BALTIMORE - A federal jury convicted Balraj Naidu, 48, a citizen of the Republic of Singapore, of conspiracy to provide material support to a foreign terrorist organization after an investigation by the U.S. Immigration and Customs Enforcement (ICE) Office of Homeland Security Investigations (HSI).
The conviction was announced by United States Attorney for the District of Maryland Rod J. Rosenstein; Special Agent in Charge William Winter of ICE HSI; Special Agent in Charge A.J. Macisaac of the Naval Criminal Investigative Service, Washington Field Office; Special Agent in Charge Robert Craig of the Defense Criminal Investigative Service - Mid-Atlantic Field Office; Special Agent in Charge Richard A. McFeely of the Federal Bureau of Investigation; and Baltimore Police Commissioner Frederick H. Bealefeld III.
"This long-term undercover investigation kept sophisticated U.S. weaponry from the hands of terrorists," said Special Agent in Charge Winter. "As this investigation demonstrates, Homeland Security Investigations has no tolerance for international arms brokers looking to equip terrorist organizations with advanced American weaponry and we will continue to work with our law enforcement partners to target individuals bent on violating U.S. export laws."
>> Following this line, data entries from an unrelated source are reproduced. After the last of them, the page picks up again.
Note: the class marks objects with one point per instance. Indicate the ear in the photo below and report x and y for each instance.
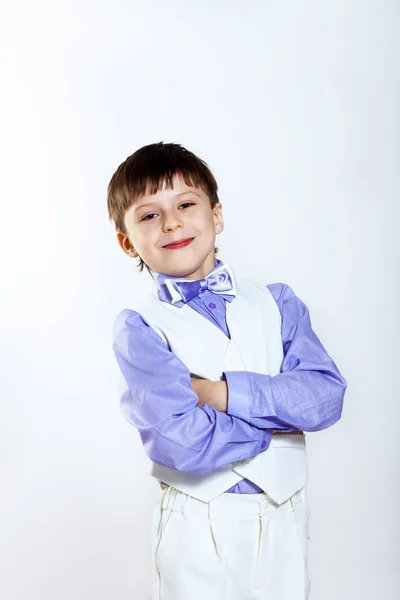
(127, 245)
(218, 218)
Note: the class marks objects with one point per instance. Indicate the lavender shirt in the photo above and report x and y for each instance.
(161, 404)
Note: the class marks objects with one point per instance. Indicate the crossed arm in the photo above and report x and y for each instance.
(196, 426)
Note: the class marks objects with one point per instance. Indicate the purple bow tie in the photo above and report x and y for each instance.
(220, 281)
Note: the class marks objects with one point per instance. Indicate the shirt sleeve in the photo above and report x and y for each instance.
(308, 392)
(160, 402)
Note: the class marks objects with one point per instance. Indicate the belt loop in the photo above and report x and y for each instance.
(210, 510)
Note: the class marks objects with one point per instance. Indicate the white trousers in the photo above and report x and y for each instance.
(236, 547)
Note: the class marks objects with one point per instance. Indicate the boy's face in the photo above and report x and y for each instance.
(183, 213)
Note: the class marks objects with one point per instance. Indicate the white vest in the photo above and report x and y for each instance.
(254, 323)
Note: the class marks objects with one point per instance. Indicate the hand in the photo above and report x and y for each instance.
(213, 393)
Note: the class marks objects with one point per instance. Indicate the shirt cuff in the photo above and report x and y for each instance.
(240, 394)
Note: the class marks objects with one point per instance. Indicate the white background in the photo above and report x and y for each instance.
(294, 105)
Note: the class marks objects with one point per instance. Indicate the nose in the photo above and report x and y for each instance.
(171, 222)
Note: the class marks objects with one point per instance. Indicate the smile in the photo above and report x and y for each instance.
(180, 244)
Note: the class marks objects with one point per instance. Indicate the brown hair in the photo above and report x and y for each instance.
(150, 168)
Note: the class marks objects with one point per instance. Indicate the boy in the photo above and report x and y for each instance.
(223, 377)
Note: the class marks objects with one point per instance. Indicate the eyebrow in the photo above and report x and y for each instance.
(152, 203)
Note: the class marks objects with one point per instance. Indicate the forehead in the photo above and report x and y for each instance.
(178, 187)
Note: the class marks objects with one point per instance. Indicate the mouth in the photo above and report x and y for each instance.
(179, 244)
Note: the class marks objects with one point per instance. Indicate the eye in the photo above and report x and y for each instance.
(147, 217)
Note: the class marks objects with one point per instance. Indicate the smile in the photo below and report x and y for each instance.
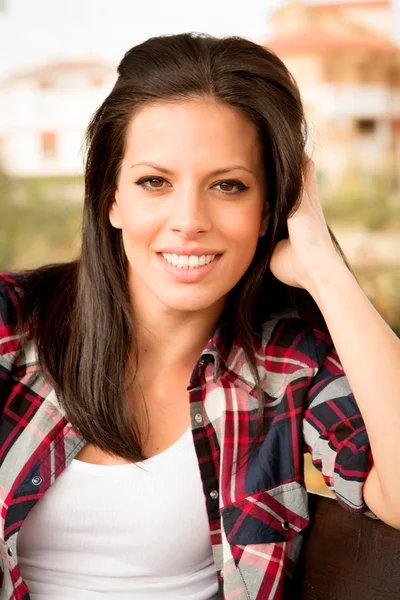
(185, 261)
According to evidence presented at his five day trial, beginning in February 2006, Naidu and his co-conspirators attempted to purchase state of the art weaponry from China, Thailand, North Korea, the Philippines and Indonesia for the terrorist organization, Liberation Tigers of Tamil Eelam (Tamil Tigers) operating within Sri Lanka, to be used to fight against Sri Lankan government forces. Several arms merchants refused to supply the Tamil Tigers with weaponry once the destination for the arms had been disclosed by Naidu and his associates. In April 2006, Naidu's Indonesian sources for weapons unwittingly introduced Naidu and his associates to an agent for an undercover business in Maryland that purported to sell military weapons.
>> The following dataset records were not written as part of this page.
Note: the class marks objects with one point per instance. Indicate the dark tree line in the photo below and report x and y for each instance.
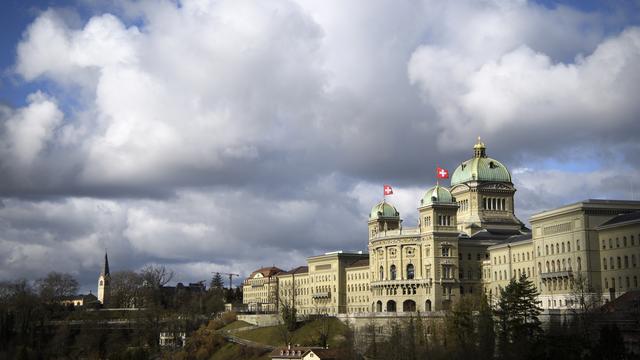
(35, 325)
(510, 330)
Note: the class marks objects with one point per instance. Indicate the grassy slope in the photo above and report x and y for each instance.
(236, 325)
(307, 335)
(236, 352)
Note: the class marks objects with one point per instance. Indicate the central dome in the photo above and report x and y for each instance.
(480, 168)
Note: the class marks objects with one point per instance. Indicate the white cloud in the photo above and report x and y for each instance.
(28, 130)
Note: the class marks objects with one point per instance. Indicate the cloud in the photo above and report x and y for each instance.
(226, 135)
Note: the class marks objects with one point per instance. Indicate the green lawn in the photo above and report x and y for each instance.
(236, 325)
(306, 335)
(236, 352)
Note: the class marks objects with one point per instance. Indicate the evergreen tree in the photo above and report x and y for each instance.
(486, 330)
(518, 322)
(217, 282)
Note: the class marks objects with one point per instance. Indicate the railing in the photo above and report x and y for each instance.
(556, 274)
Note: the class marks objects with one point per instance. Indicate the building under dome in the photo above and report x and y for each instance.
(468, 241)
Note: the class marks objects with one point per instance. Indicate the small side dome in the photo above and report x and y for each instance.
(383, 210)
(436, 194)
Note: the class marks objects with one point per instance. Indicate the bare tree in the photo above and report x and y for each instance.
(126, 289)
(156, 276)
(55, 286)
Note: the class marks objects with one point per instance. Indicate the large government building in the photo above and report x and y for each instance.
(468, 241)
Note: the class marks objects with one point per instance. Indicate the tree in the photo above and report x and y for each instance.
(486, 330)
(518, 322)
(217, 282)
(55, 286)
(461, 328)
(126, 289)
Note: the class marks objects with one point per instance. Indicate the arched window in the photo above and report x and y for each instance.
(410, 271)
(409, 306)
(391, 306)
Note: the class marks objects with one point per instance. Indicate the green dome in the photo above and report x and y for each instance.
(480, 168)
(383, 210)
(436, 194)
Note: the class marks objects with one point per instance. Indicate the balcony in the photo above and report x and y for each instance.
(556, 275)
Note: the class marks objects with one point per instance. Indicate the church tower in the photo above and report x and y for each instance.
(104, 283)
The evidence showed that in the subsequent months, the conspirators' negotiations with the undercover agent centered on the acquisition of American made weaponry. Terms of the sale included delivery of the weapons to locations in international waters off the coast of Sri Lanka. The weaponry was to be off-loaded by the Sea Tigers, the naval branch of the Tamil Tigers. A co-conspirator, Haniffa Bin Osman, visited Baltimore in the summer of 2006, where he examined and test-fired much of the weaponry. As a result of the trip, Tamil Tiger representatives wire transferred $250,000 into the undercover business' accounts as down payment on a $900,000 weapons deal.
Approximately 28 tons of weapons and ammunition, which the conspirators believed they were purchasing, was air-lifted to the U.S. territory of Guam. On Sept. 29, 2006, after inspecting the weapons and transferring an additional $450,000 into the undercover business' accounts, co-conspirators Bin Osman, Haji Subandi, Erick Wotulo and Thirunavukarasu Varatharasa were arrested and indicted. The investigation continued and led to the indictment of Naidu and an alleged Tamil Tigers financier on charges of conspiracy to provide material support to the Tamil Tigers and related offenses.
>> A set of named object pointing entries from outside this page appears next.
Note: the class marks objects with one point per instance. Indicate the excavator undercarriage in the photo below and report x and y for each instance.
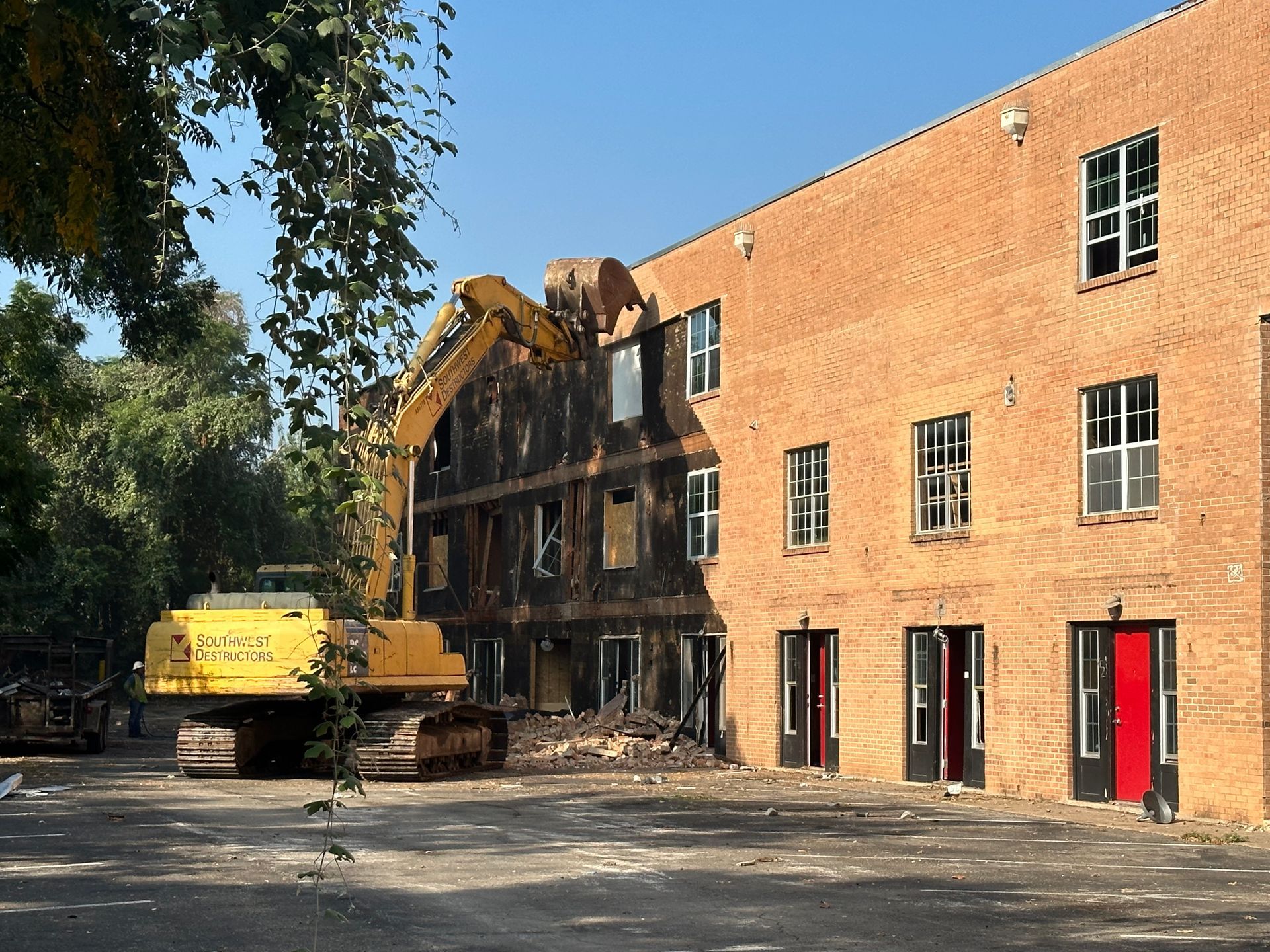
(398, 740)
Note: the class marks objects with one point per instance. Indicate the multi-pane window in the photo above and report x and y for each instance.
(487, 670)
(1122, 207)
(704, 350)
(1122, 447)
(1169, 696)
(790, 683)
(619, 669)
(943, 474)
(921, 687)
(831, 645)
(808, 524)
(704, 513)
(548, 539)
(977, 692)
(1091, 695)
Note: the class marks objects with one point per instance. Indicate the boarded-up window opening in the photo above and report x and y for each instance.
(548, 539)
(625, 381)
(439, 551)
(620, 528)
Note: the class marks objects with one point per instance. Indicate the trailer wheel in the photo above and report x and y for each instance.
(95, 740)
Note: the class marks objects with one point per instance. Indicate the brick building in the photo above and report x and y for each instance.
(987, 424)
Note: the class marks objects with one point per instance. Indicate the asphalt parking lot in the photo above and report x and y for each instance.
(136, 857)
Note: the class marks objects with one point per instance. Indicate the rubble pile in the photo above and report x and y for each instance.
(611, 739)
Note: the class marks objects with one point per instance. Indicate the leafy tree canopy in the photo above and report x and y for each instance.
(168, 475)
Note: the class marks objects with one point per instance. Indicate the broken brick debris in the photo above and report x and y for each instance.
(613, 738)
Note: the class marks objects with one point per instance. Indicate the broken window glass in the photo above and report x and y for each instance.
(549, 539)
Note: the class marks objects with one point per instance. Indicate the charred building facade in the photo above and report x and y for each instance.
(567, 524)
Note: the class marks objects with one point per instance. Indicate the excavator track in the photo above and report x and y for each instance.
(207, 746)
(429, 740)
(251, 739)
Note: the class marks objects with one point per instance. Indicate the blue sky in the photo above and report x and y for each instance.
(616, 128)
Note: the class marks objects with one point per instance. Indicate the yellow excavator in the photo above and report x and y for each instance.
(243, 647)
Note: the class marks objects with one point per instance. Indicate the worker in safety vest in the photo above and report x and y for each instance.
(135, 687)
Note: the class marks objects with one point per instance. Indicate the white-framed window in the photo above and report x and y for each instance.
(704, 513)
(943, 471)
(548, 539)
(1091, 694)
(1121, 207)
(619, 668)
(1169, 696)
(625, 381)
(808, 494)
(704, 349)
(1122, 446)
(620, 516)
(977, 691)
(790, 683)
(831, 645)
(920, 692)
(487, 670)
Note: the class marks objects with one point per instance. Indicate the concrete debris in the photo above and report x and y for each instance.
(610, 736)
(11, 785)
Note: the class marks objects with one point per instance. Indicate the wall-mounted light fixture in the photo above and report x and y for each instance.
(1014, 121)
(1115, 607)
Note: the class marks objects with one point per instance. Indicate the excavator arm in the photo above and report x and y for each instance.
(585, 298)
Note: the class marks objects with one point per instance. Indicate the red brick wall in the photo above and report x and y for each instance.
(913, 285)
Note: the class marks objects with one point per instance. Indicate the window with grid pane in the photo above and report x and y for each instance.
(704, 513)
(943, 474)
(1121, 207)
(704, 350)
(1122, 447)
(808, 524)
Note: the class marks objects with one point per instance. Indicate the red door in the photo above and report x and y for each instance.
(820, 701)
(1130, 717)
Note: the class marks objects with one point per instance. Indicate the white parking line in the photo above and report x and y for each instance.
(31, 836)
(48, 866)
(1021, 862)
(1075, 894)
(1029, 840)
(83, 905)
Naidu faces a maximum sentence of 15 years in prison for conspiracy to provide material support to a foreign terrorist organization. U.S. District Judge Catherine C. Blake scheduled sentencing for Dec. 16, 2010 at 11 a.m.
Thirunavukarasu Varatharasa, 40, a citizen of the Democratic Socialist Republic of Sri Lanka; Haji Subandi, 73, and retired Indonesian Marine Corps General Erick Wotulo, 62, both citizens of the Republic of Indonesia; and Haniffa Bin Osman, 59, a citizen of the Republic of Singapore, pleaded guilty to their participation in the conspiracy and were sentenced to 57 months, 37 months, 30 months and 37 months in prison, respectively.
Founded in 1976, the Tamil Tigers has advocated the violent overthrow of the Sri Lankan government, employing acts of violence, including suicide bombings, against both civilian and military targets. Approximately 200 such attacks have been attributed to the Tamil Tigers to date. The Tamil Tigers relies heavily upon supporters throughout the world to raise and launder money, acquire intelligence and purchase military use technology. The U.S. Department of State designated the Tamil Tigers as a Foreign Terrorist Organization in1997. As such, the Tamil Tigers cannot legally raise money or procure operational equipment in the United States.